- Classification: Division I
- Season: 1997–98
- Teams: 8
- Site: John Kresse Arena Charleston, SC
- Champions: College of Charleston (2nd title)
- Winning coach: John Kresse (2nd title)
- MVP: Sedric Webber (College of Charleston)

= 1998 TAAC men's basketball tournament =

The 1998 Trans America Athletic Conference men's basketball tournament (now known as the ASUN men's basketball tournament) was held February 26–28 at the John Kresse Arena at the College of Charleston in Charleston, South Carolina.

In a rematch of the 1997 title match, College of Charleston again defeated in the championship game, 72–63, to win their second TAAC/Atlantic Sun men's basketball tournament.

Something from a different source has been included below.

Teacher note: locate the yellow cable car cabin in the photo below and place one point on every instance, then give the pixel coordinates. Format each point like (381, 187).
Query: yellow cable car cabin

The Cougars, therefore, received the TAAC's automatic bid to the 1998 NCAA tournament.

==Format==
For conference scheduling, the 12 teams in the TAAC were separated into two six-team divisions. However, only the top eight teams in the standings, regardless of division, were invited to participate in the tournament. However, transitioning members Florida Atlantic, Jacksonville State, and Troy State were not eligible.

Southeastern Louisiana departed the TAAC for the Southland Conference prior to the season but were replaced by Troy State, leaving total membership at 12.